Abstract

I n December 1947 a group of Lutheran women founded the Ecumenical Sisterhood of Mary—the name was changed in 1965 to the Evangelical ( evangelisch ) Sisterhood. They were core members of a Bible study group. The central focus was dynamite—repentance for the guilt of all Germans for the Holocaust of the Jews. The founders were strong minded, somewhat authoritarian, and determined that Germany should face its guilt. The leader was Klara Schlink, who took the name Mother Basilea. She was convinced that the bombing of her home city, Darmstadt, was a sign of God’s displeasure. This book is their story, a product of George Faithful’s dissertation from Saint Louis University, and covers a wide range of issues.
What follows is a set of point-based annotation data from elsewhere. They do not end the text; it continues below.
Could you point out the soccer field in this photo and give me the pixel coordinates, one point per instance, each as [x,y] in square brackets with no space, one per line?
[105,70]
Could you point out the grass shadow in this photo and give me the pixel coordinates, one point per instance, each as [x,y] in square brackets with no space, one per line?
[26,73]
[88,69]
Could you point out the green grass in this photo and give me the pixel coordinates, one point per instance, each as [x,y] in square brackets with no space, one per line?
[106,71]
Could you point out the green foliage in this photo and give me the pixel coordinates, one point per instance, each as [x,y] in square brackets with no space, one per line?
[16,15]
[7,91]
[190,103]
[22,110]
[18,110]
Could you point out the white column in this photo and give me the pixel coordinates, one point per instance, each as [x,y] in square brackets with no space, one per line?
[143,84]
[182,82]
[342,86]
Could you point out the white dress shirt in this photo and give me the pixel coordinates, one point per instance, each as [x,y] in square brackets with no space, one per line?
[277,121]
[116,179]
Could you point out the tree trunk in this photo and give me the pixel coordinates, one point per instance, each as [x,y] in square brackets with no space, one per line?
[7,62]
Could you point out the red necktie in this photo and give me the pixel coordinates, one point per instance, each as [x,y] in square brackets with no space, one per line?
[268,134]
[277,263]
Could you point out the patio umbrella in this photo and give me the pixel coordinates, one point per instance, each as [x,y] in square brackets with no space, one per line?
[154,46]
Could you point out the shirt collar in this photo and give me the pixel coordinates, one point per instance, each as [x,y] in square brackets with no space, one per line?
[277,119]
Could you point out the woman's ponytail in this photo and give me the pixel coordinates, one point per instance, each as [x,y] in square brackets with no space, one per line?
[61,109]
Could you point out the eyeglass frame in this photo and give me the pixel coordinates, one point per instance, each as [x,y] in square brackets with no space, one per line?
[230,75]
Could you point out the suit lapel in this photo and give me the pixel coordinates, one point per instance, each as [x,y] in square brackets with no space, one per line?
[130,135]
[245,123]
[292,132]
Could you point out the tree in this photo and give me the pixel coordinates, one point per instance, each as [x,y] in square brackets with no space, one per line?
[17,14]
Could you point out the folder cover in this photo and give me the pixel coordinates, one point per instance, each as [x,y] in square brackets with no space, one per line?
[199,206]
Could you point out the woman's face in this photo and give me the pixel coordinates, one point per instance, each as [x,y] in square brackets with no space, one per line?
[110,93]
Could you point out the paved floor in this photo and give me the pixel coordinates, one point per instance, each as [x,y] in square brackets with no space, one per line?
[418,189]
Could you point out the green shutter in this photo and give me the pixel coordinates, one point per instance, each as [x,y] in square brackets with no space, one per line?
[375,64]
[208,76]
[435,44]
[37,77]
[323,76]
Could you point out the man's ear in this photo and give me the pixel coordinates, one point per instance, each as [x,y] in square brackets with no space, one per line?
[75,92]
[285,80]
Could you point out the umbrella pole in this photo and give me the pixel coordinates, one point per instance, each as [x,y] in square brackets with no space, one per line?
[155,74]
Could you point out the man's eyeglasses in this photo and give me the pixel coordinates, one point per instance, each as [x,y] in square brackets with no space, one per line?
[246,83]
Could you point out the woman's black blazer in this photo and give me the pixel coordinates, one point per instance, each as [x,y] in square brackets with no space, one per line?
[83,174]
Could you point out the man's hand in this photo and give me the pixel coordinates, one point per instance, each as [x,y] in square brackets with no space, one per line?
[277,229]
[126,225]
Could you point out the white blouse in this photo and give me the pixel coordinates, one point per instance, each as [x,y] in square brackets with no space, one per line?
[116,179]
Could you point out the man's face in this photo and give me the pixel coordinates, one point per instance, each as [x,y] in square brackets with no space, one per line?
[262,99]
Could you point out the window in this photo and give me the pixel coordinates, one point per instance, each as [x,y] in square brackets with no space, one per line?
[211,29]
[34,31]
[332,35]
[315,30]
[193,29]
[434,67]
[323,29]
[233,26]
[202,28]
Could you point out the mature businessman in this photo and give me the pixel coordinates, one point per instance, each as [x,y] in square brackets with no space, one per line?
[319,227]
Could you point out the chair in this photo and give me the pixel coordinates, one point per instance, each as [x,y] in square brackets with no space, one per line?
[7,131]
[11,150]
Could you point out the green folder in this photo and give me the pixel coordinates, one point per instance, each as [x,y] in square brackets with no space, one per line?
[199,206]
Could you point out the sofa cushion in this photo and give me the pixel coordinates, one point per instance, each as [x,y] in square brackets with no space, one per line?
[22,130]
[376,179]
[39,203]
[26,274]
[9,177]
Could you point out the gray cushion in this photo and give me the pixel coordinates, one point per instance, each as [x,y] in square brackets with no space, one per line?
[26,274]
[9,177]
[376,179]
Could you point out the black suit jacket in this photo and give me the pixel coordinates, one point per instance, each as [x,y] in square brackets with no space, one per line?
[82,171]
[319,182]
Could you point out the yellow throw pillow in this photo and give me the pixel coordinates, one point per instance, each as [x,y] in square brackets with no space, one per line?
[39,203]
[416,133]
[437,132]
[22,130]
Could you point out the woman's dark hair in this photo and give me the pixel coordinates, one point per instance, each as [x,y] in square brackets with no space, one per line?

Church historians will note the assessment that acceptance by the Lutheran church of complicity in the Holocaust was very slow in emerging, and that reluctantly. Faithful points out that the two early Declarations of Guilt by the church (Stuttgart in 1945 and Darmstadt in 1947) were feeble, unpopular, and weak. Neither mentioned the Holocaust. So in terms of Germany coming to terms with the past, the Sisterhood was way out in front. Similarly the author uses the latest scholarship (with an excellent bibliography) to assert that the so-called ‘church struggle’ was actually an internal disagreement within the Lutheran church and not about resistance to the National Socialist programme. While the German Christian movement wanted close cooperation with the Party, the Confessing Church grouping thought their theology had gone awry, but had no fundamental disagreement with the government, and made no defence of the Jews.